IN THE BAG
PRADA HAS INVITED FOUR TOP EUROPEAN DESIGN HOUSES TO REINVENT ITS HUMBLE CLASSIC: THE BLACK NYLON BACKPACK.
Thirty-three years ago, Prada was a modest accessories business when it launched a simple product that would change the course of the company’s history: a line of black nylon backpacks with leather trim and an understated Prada logo. It was a product line dreamt up by Miuccia Prada in 1985 on little more than a hunch. “I wanted to do something that was nearly impossible: make nylon luxurious,” she has said. It worked. The bags were an instant hit with customers and versions of the backpack design are still available in Prada stores today along with a large range of other black nylon accessories. Like Louis Vuitton’s monogram canvas, or Chanel’s quilted leather, the humble black nylon fabric used by Prada is a cornerstone of the brand and the one product line that is immediately recognisable as Prada.
This year, for the brand’s autumn-winter menswear collection, unveiled in Milan in January, Prada invited four celebrated creative talents from outside the world of fashion to put their own spin on the black nylon fabric with the creation of a unique item. The objective for the “Prada Invites” project, the company says, was to “investigate the poetic, practical, technical and aesthetic aspect of nylon”. The invitees – Ronan and Erwan Bouroullec, Konstantin Grcic, Herzog & de Meuron, and Rem Koolhaas – were given the simple brief of creating an item using the signature fabric.
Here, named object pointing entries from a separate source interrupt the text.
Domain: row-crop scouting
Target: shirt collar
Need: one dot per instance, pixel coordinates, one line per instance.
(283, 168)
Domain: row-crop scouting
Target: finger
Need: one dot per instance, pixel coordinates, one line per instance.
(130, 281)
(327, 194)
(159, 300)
The Paris-based Bouroullec brothers, who have designed works ranging in scale from jewellery to architecture for brands including Alessi, Cappellini, Samsung and Hay, took the architects, painters and students they see who walk around cities with large rectangular folios as their starting point. Ronan Bouroullec was inspired, he says, by “the movement of that rectangle, its clear-cut, fixed geometry contrasting with the moving bodies. This project takes that geometry and instils it in a shoulder bag, with its inside gusset, low fastening, elastic bands and eyelet, and use of a single colour, which produces a subtle playfulness.”
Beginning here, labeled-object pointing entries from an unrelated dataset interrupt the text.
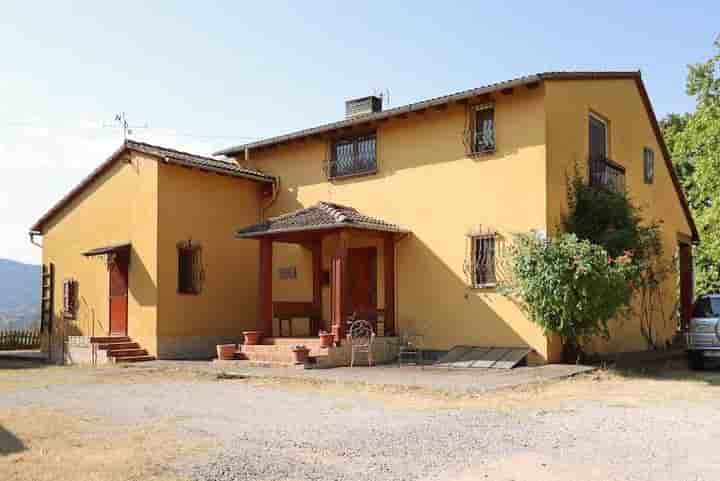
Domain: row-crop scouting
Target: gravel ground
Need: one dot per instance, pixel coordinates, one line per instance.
(592, 427)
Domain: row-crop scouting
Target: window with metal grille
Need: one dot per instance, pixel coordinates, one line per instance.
(649, 165)
(190, 271)
(69, 298)
(482, 262)
(484, 129)
(353, 156)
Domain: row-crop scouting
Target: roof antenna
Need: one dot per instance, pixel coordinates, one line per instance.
(121, 121)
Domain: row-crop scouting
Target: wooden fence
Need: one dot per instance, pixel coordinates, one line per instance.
(12, 340)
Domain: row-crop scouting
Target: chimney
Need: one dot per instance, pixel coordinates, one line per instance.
(362, 106)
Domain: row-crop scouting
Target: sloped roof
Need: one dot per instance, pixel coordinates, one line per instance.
(495, 87)
(162, 154)
(321, 216)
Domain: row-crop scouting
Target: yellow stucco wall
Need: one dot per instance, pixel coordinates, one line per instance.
(427, 183)
(568, 104)
(205, 208)
(118, 207)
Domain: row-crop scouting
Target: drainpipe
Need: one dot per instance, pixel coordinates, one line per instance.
(34, 233)
(275, 188)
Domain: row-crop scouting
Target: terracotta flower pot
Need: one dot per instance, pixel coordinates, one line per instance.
(326, 339)
(301, 355)
(252, 337)
(226, 351)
Grcic, one of the world’s most in-demand designers, has created furniture, products and lighting for brands including Vitra, Cassina, Flos, Muji and Nespresso. Since establishing his own design practice in Munich in 1991 he has won countless awards including the prestigious Compasso d’Oro for his Mayday lamp for Flos. For Prada his design inspiration was a fishing vest, specifically the famous fishing vest worn by the artist Joseph Beuys. According to Grcic his black nylon Prada fishing vest represents the idea of a bag, which is what the fabric was traditionally used for, as a garment that can be worn. In this case, the vest is worn like an apron around the body.
Herzog & de Meuron have collaborated with Prada before, most notably in 2003 on the design of what is arguably the brand’s most famous store: Prada Aoyama in Tokyo. The Basel-based architects have designed some of the most notable public buildings of the last 20 years including the National Stadium for the 2008 Olympic Games in Beijing, the Tate Modern in London in 2000 (as well as the extension to the museum in 2016) and the Elbphilharmonie in Hamburg, which opened last year. The practice was awarded the Pritzker Prize in 2001 and the Royal Institute of British Architects Royal Gold Medal in 2007. Of the four invitees for this project with Prada they were the only ones who didn’t design an accessory. Instead they took language as their theme and created a trio of designs: a T-shirt, shirt and jacket each printed with text as a pattern. “Text is perceived as design, pattern, or decoration, comparable to the once potent symbols and signs, now tattooed on to human bodies without number,” explain the architects. “The language that we encounter here is like an archaeological find, as fascinating to us as ancient scrolls or coins because we sense that its time is running out.”
Dutch architect Koolhaas has also collaborated with Prada in the past – on the design of stores in New York, Los Angeles and San Francisco, on the design of its collection shows and, most recently, on Fondazione Prada, the company’s contemporary arts museum in Milan, in 2015. Koolhaas founded his firm OMA in 1975 with Elia and Zoe Zenghelis and Madelon Vriesendorp and the practice has designed major works around the world, including the M Pavilion in Melbourne last year. For Prada he was the only designer who reinvented the original black nylon product and created a backpack – or rather, a front-pack. Koolhaas says the backpack is an extremely useful accessory until you have to get something out of it, which means you need to take it off. For Koolhaas, “the frontal position gives a more intimate sense of ownership – a better control of movement, avoiding the chain of oblivious collisions that the backpack inadvertently generates.” The Prada Invites collection will be available in stores from next month.